Wifeward Bitterness

When we hear Colossians 3:18-25, I think that we often get stick on verse 18, “wives submit to your husbands.” that is hard to hear in a  culture that does not value much other than one’s own self.  The problem is that we get so hung up on this verse that we miss the rest of them.

Verses 19 – 21, however are just as important as 18 and 22, and I think that verse 19 is just as counter-cultural as the rest.  For me, as a husband who does not have children or people working under me, verse 19 is the most relevant.

This verse calls me to love my wife and not be bitter toward her.  Simple enough.  But do I live by that?  Not as well as I would like.

In the Christian community, we tend to understand love.  We know God loves us.  We know we are supposed to love others, especially our wives.  We know that love sometimes means sacrifice.  We know a lot about love.

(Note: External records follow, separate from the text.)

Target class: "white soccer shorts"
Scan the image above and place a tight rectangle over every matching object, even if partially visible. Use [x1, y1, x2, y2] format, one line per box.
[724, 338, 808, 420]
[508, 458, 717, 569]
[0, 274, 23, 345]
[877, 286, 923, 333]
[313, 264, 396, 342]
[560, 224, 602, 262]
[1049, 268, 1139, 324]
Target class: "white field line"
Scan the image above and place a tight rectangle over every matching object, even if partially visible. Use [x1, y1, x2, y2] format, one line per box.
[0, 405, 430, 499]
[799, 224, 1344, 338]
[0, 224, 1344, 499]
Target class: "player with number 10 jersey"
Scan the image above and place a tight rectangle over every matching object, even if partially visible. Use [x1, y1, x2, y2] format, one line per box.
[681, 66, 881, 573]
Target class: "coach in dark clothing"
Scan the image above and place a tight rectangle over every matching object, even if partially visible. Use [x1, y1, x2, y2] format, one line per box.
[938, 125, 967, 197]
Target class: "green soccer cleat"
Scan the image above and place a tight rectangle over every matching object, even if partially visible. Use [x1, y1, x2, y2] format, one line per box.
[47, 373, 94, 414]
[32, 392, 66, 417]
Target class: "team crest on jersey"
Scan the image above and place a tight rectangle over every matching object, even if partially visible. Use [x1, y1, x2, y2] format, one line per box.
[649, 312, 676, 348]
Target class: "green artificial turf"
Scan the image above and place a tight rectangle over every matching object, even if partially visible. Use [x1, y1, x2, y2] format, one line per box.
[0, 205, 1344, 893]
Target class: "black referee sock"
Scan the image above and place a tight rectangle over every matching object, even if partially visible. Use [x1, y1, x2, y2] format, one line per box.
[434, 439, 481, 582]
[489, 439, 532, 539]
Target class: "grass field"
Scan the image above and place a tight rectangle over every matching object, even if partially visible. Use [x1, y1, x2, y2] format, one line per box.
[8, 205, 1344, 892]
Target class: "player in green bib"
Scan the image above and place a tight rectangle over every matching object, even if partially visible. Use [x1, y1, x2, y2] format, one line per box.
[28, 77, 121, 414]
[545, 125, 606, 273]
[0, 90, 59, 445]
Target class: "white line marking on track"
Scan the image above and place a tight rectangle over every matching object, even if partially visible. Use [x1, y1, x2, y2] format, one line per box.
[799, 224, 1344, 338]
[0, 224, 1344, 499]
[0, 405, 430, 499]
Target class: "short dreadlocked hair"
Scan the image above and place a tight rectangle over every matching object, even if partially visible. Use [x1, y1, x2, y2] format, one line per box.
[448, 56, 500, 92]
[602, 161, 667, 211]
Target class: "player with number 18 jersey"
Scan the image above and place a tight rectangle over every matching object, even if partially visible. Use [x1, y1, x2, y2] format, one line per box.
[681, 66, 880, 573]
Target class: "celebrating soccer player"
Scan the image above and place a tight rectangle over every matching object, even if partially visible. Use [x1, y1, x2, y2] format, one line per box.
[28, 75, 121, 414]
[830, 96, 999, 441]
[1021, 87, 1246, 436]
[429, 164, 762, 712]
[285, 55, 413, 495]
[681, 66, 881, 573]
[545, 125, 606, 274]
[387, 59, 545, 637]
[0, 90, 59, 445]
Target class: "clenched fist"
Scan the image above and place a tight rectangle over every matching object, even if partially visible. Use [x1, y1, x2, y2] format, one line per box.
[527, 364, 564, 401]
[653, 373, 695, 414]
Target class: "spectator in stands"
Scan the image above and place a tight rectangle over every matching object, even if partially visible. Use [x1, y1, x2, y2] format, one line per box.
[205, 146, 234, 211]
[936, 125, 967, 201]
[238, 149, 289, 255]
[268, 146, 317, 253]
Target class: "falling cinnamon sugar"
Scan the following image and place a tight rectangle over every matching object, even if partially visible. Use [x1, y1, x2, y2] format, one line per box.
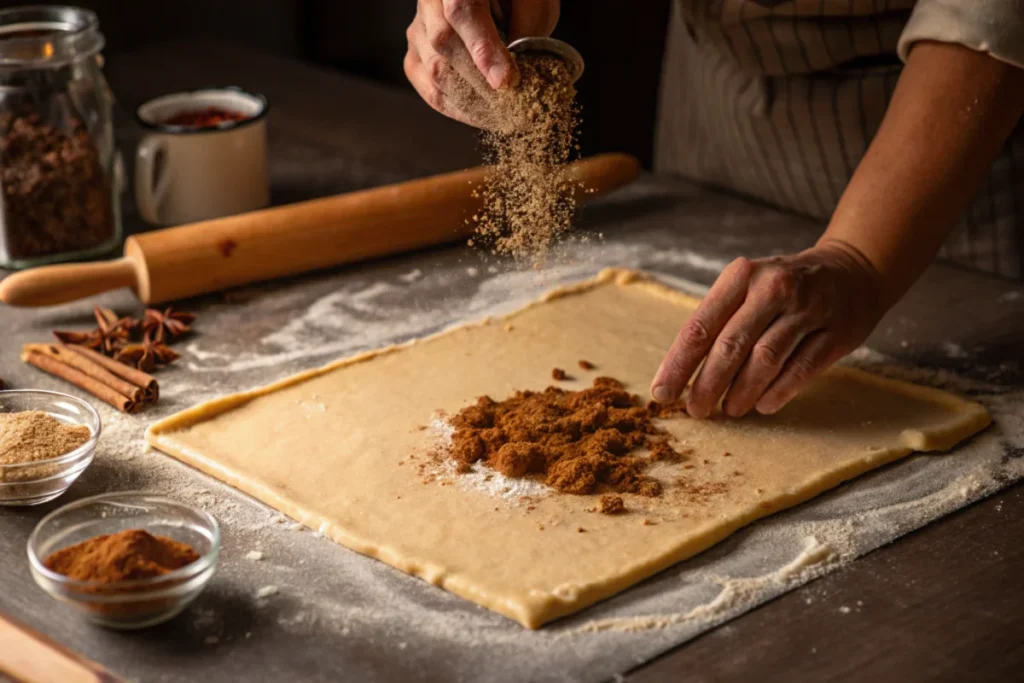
[472, 53, 578, 262]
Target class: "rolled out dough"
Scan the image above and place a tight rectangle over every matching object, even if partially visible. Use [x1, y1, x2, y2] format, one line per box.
[146, 270, 990, 628]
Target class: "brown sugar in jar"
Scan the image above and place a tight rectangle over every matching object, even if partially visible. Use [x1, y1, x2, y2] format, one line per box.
[0, 6, 120, 268]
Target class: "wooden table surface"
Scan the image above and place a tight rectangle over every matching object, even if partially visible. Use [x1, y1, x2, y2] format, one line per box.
[0, 45, 1024, 683]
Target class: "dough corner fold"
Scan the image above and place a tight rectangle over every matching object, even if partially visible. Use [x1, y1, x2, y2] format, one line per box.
[146, 269, 990, 629]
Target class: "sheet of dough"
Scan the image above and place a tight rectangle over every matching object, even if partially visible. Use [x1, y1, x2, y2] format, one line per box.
[146, 270, 990, 628]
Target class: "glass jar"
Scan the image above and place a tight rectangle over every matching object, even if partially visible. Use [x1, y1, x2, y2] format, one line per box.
[0, 5, 121, 268]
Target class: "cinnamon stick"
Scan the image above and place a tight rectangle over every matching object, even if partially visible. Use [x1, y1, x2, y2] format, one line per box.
[22, 344, 143, 403]
[22, 349, 141, 413]
[65, 344, 160, 403]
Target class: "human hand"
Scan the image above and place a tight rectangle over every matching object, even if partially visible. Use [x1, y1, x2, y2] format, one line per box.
[651, 240, 886, 418]
[404, 0, 559, 127]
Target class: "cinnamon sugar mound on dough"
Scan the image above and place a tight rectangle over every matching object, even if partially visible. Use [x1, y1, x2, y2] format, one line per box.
[451, 377, 682, 497]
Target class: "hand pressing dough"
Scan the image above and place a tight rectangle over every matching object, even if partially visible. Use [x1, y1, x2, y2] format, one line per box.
[146, 270, 990, 628]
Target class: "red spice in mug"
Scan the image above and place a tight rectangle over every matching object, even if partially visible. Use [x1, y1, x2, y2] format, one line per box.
[164, 106, 249, 128]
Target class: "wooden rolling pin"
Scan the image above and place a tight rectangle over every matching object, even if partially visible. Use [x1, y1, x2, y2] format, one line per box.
[0, 615, 124, 683]
[0, 154, 639, 306]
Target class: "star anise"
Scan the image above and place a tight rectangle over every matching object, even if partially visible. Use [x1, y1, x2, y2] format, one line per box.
[92, 306, 133, 355]
[142, 308, 196, 343]
[53, 306, 138, 355]
[114, 333, 178, 373]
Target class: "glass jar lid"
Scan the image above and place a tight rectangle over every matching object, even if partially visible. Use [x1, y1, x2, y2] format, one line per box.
[0, 5, 103, 69]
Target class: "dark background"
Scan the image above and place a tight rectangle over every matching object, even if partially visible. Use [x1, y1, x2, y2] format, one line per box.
[0, 0, 671, 166]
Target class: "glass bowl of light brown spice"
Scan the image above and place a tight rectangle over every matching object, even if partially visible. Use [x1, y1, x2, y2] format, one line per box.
[29, 493, 220, 629]
[0, 389, 100, 505]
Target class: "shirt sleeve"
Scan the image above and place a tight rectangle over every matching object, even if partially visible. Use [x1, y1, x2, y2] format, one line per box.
[897, 0, 1024, 69]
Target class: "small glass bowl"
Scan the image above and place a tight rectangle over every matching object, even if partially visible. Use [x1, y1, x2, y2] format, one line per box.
[29, 493, 220, 629]
[0, 389, 100, 505]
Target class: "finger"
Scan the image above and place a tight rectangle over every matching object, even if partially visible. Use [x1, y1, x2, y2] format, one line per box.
[686, 295, 782, 418]
[651, 259, 754, 402]
[722, 315, 815, 418]
[757, 330, 843, 415]
[417, 0, 494, 101]
[508, 0, 559, 42]
[403, 49, 474, 126]
[444, 0, 515, 90]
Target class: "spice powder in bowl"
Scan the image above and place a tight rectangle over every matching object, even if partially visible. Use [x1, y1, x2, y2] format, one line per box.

Further, loving your wife is going to look drastically different then me loving mine.  They are different woman with different needs and desires that process love in different ways.  We got it.

What we struggle with more is the second part: not being bitter.  We may not hold a long-lasting grudge, but boy do we get bitter.

Because Amanda is a pretty busy woman with school and work, I often will be left doing chores around the house in the evenings or in the morning.

Sometimes, I find myself doing dishes while Amanda plays Fallout Shelter on her phone.  In that moment it is really easy to be bitter.  For many people, they would think it would be abnormal if I wasn’t bitter.  But God is calling me as a husband not to be bitter toward my wife because of it, he is calling me not to resent the way that I am sacrificially loving her.

How are you bitter?  Is this verse as counter-cultural as I say it is?

A note on love:while it is true that God calls us not to be bitter, he also calls us to love our wives.  If your wife is sinning against God, it is loving to talk to her about it in an open discourse.  In fact, it an be unloving if we do not talk to her about it.

Even still, we are called not to be bitter.  A good check before approaching your wife about something that is frustrating you is to ask yourself these questions:

  1. What is the real reason that I am frustrated?
  2. Can I approach her with a level-head?
  3. What is the good in talking to her?  Who will benefit, really?  Is it for my sake or hers?